Although Imatron retains a New York public relations firm, the company's primary marketing focus is trade shows, Meyer said.

He believes the future of EBCT scanning also includes lung studies.

"We say the electron-beam scanner does the best lung scan. The Great American Smokeout coming up is an opportunity to get the message out," he said. "The more those kinds of messages to the general public drive business to the EBT centers, the more EBCT scanners we can sell."

Public awareness of the benefits of early detection will drive the success of the technology, he said.

"If people found out they had plaque in their early 40s, there would be less heart disease, and I can make the same comment about lung cancer," Meyer said. "The survival rate for lung cancer is 12%. I find it difficult to understand people complaining that the test for lung cancer is not perfect. With frequently occurring diseases, early detection makes a difference. Colon cancer is another good example; we think 3-D imaging discovers more polyps and fewer people go on to develop cancer."

The EBCT scanner doesn't move like rotating multislice CT scanners; rather, the Imatron version fires an electron beam into a large ring that generates x-rays.
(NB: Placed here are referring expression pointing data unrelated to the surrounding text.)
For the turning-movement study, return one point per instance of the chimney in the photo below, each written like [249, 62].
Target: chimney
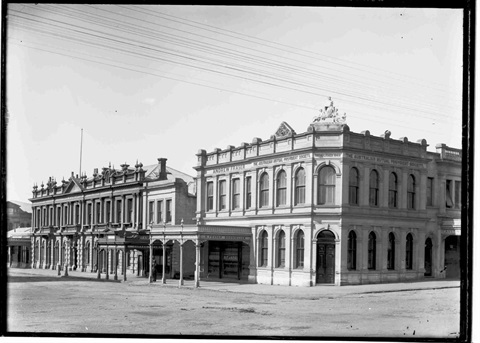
[163, 168]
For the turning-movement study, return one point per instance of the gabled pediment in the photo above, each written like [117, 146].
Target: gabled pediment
[73, 186]
[284, 130]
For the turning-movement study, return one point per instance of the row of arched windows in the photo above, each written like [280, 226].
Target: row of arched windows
[372, 251]
[325, 189]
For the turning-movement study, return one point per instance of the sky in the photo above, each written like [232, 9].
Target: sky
[145, 82]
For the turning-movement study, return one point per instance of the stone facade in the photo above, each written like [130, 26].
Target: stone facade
[333, 206]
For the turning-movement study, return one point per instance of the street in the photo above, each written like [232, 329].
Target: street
[41, 301]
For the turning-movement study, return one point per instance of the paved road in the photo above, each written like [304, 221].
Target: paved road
[40, 301]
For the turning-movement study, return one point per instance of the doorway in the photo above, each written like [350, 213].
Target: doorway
[325, 258]
[428, 257]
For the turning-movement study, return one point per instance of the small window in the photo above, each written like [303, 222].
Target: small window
[236, 194]
[352, 251]
[393, 191]
[353, 187]
[281, 188]
[209, 196]
[300, 186]
[409, 252]
[264, 190]
[373, 195]
[430, 191]
[326, 186]
[411, 192]
[281, 249]
[222, 195]
[391, 252]
[248, 192]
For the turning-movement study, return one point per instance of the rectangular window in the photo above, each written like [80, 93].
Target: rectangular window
[118, 208]
[458, 192]
[97, 213]
[129, 210]
[236, 193]
[159, 212]
[209, 196]
[248, 192]
[222, 195]
[430, 191]
[448, 194]
[169, 211]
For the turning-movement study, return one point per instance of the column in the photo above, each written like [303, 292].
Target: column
[164, 259]
[197, 264]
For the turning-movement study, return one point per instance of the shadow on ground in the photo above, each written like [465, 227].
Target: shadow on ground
[36, 278]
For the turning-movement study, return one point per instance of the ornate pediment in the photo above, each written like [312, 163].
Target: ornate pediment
[284, 130]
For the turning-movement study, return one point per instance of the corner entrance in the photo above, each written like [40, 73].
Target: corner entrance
[325, 258]
[452, 257]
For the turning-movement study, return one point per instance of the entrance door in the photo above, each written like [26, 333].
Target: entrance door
[428, 257]
[452, 257]
[326, 258]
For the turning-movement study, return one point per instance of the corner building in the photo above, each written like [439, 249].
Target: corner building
[330, 206]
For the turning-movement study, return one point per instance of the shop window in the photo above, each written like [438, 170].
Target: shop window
[391, 252]
[373, 194]
[281, 188]
[411, 192]
[430, 191]
[409, 252]
[264, 191]
[326, 186]
[248, 192]
[222, 195]
[209, 196]
[159, 212]
[281, 249]
[264, 249]
[300, 247]
[300, 186]
[353, 187]
[393, 191]
[236, 194]
[352, 251]
[372, 251]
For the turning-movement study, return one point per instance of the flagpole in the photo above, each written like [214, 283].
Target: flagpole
[81, 144]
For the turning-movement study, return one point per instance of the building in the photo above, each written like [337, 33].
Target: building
[102, 223]
[19, 215]
[18, 244]
[330, 206]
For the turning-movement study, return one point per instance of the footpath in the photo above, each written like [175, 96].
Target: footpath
[236, 287]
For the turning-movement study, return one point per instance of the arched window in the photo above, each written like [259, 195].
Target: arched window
[264, 193]
[352, 251]
[391, 251]
[300, 186]
[411, 192]
[326, 186]
[353, 187]
[281, 249]
[281, 188]
[372, 251]
[373, 196]
[409, 252]
[393, 191]
[300, 247]
[264, 249]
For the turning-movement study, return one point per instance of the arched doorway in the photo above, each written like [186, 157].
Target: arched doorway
[452, 257]
[325, 257]
[428, 257]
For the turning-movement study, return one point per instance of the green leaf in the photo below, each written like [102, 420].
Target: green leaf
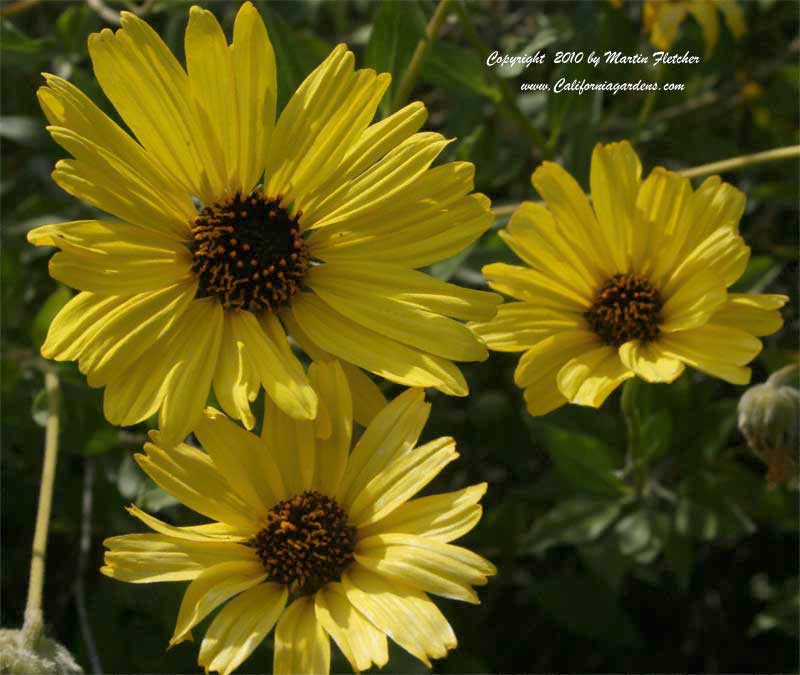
[454, 68]
[396, 31]
[41, 323]
[585, 462]
[573, 521]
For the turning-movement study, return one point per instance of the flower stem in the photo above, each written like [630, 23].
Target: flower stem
[411, 75]
[33, 623]
[743, 161]
[733, 164]
[633, 425]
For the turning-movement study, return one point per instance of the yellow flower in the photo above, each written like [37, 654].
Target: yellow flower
[321, 540]
[662, 18]
[636, 286]
[235, 228]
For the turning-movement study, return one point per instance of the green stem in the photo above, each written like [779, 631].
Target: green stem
[630, 412]
[732, 164]
[736, 163]
[509, 99]
[414, 68]
[33, 624]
"Ten years from now all CT scanners will be electron-beam scanners," Meyer said. "Manufacturers of multislice CT can make more slices in a revolution, but they cannot make them scan faster‹and we can. Speed is almost always critical in CT applications, especially in the heart and lung."

Meyer said Imatron does not plan to branch out into other imaging arenas.

"We are working to extend the (EBCT) technology," he said. "We're not off looking at some other area. CT scanners are a monstrous market."